Further north in the Panhandle, along the state's border with Oklahoma, a second water district also registered large declines in the Ogallala. Steve Walthour, the general manager of the eight-county North Plains Groundwater Conservation District, calculated on Monday that the average drop in the Ogallala reached 2.9 feet last year.
"We’ve seen some pretty heavy declines," Walthour said, noting that the west side of his district got hit especially hard.
Given the catastrophic nature of the drought, which was the most intense in recorded state history, some farmers said things could have been worse.
“You never want to pull that much down, but under the circumstances I think we’re probably coming out pretty well,” said Tommy Fondren, who rents out his land in Crosby County for cotton farming.

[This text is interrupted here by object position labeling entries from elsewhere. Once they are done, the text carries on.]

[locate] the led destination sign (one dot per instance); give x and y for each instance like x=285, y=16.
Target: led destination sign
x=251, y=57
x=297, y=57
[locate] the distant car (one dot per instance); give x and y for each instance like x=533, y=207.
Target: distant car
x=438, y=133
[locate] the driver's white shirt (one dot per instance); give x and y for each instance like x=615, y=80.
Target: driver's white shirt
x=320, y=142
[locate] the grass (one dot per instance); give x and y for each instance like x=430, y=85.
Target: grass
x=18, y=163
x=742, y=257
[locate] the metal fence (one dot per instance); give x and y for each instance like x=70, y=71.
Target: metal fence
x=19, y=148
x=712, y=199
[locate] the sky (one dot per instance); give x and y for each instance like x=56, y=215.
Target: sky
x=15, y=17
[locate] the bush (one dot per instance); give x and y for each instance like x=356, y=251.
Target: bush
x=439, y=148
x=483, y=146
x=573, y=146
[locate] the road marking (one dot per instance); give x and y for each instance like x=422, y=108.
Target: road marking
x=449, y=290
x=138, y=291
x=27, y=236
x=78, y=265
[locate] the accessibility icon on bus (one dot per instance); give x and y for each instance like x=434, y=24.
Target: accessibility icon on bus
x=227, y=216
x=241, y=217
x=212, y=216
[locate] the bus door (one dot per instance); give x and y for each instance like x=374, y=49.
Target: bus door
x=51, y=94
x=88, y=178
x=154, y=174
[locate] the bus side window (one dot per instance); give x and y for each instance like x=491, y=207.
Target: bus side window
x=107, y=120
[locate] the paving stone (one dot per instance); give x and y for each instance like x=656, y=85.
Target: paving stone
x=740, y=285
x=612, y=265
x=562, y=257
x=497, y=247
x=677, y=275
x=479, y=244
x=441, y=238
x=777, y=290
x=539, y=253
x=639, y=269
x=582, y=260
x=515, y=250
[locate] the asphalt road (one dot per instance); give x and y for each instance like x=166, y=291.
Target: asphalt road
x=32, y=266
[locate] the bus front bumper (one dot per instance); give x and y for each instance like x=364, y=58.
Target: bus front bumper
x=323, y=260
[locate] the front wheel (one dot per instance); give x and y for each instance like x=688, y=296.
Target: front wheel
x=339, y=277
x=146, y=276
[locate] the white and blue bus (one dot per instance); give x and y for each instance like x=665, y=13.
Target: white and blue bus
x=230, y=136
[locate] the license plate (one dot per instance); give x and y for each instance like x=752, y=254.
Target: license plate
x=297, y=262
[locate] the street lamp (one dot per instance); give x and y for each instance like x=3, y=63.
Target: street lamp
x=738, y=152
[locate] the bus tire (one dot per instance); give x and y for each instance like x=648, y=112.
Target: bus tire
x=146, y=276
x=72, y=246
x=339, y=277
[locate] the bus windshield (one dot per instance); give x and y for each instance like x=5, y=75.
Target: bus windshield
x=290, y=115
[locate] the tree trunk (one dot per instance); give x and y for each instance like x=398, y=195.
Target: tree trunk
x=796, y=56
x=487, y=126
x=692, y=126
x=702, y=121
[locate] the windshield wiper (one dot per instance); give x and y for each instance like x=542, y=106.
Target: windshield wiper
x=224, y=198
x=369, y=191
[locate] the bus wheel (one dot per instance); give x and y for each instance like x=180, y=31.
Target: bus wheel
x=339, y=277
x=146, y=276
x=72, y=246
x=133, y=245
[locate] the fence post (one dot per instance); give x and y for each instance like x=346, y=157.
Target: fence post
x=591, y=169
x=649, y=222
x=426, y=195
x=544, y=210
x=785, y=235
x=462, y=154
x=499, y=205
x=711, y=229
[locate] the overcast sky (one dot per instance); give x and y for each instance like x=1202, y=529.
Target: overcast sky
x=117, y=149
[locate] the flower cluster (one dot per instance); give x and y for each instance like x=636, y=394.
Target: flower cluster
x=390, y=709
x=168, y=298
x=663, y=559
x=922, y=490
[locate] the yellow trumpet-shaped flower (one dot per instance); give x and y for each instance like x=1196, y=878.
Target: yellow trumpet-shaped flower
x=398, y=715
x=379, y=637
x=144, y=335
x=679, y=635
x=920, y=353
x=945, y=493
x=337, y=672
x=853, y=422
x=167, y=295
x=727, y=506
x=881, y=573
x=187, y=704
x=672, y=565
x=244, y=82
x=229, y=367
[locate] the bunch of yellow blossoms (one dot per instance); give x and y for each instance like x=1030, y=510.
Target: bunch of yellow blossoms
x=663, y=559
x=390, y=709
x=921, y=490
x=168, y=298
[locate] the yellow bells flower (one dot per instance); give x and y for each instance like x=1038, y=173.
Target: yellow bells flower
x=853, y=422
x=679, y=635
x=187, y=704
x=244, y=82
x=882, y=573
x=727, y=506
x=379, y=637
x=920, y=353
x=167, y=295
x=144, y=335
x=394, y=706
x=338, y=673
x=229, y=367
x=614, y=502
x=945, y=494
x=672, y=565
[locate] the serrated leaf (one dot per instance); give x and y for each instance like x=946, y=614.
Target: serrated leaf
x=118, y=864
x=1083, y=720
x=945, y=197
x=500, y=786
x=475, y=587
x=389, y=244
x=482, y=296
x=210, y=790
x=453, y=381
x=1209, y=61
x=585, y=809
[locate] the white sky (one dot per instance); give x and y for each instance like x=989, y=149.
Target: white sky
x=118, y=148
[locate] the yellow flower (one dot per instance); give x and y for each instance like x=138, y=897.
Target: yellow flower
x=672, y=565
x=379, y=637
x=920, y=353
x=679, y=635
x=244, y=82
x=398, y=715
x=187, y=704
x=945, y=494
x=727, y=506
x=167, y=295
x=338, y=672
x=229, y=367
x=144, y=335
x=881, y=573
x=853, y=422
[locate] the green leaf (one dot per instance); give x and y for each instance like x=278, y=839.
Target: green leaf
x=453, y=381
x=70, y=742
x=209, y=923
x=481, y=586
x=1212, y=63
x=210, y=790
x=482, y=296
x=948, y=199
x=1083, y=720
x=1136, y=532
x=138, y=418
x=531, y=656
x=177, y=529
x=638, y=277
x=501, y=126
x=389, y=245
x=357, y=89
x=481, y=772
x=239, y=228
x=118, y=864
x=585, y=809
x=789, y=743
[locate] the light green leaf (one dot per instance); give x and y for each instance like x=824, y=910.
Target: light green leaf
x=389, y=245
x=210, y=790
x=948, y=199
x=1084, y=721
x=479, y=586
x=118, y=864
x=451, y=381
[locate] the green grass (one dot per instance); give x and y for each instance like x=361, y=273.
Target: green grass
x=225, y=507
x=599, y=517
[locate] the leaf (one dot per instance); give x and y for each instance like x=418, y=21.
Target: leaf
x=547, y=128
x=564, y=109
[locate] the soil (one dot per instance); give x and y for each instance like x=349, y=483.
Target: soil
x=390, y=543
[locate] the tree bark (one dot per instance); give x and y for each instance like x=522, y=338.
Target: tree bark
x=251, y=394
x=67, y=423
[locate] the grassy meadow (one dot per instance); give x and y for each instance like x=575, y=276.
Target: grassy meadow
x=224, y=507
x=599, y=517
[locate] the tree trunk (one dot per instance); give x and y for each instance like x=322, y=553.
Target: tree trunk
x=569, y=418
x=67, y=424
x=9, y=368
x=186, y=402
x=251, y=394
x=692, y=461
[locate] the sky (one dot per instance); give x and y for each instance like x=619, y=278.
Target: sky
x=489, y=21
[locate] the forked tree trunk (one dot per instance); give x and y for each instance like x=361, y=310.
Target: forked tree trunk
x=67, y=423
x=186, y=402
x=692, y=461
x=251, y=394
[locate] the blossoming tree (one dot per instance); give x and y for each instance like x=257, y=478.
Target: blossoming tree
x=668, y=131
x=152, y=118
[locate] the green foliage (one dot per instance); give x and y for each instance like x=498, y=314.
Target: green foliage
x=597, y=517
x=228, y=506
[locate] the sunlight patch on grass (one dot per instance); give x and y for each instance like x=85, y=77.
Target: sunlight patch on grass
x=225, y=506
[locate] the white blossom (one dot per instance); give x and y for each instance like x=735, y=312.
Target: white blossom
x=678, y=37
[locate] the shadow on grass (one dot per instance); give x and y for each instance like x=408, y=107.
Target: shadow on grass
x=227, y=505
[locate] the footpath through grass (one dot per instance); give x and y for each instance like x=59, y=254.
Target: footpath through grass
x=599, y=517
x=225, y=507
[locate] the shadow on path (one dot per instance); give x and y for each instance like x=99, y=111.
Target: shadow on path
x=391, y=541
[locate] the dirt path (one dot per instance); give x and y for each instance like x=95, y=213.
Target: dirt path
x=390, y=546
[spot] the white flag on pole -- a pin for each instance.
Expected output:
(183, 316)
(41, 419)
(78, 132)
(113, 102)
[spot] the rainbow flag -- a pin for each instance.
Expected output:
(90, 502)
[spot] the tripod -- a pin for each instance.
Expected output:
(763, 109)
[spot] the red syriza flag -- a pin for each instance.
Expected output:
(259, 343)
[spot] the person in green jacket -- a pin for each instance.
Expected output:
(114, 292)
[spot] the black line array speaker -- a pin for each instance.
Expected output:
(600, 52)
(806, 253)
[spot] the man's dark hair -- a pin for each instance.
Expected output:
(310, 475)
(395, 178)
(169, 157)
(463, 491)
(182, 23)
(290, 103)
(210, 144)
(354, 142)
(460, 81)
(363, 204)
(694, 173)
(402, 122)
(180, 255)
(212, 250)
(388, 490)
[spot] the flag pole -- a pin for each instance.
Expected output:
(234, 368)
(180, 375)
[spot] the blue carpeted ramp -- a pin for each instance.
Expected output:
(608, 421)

Brad Heffington, a cotton farmer based in Lamb County, pointed out that the Ogallala in the High Plains Underground Water District was essentially stable in 2010, a rainy year that allowed for some replenishing of the aquifer. Some of the counties with larger declines had large amounts of groundwater, he said — and farmers were clearly making use of it, judging from the drops.
One observation well in Floyd County recorded a decline of more than 25 feet, according to the High Plains water district.
Heffington, who is also the chairman of the group Plains Cotton Growers, said that farmers were doing their best to conserve the resource. But “the bottom line is, it’s a finite resource and we’re mining it,” he said. His own farm experienced declines of up to two feet last year, and the place remains exceptionally dry, with less than 5 inches of rain since July 3, 2010.
The severe drops come amid a swirl of debate over new metering requirements in the High Plains district, along with a first-ever cap on the amount of water farmers can pump. (The requirements are not yet enforced.) A study published this year by a University of Texas scientist and other groups projected that depletion of the Ogallala will severely impact farming in the Panhandle and across the Great Plains.
As for this year, farmers say that spring rains have helped, but most of the Panhandle remains in moderate drought, or worse. Fondren is holding out hope for showers soon. "We’re going to go back to pumping pretty hard again if we don’t get some rain," he said.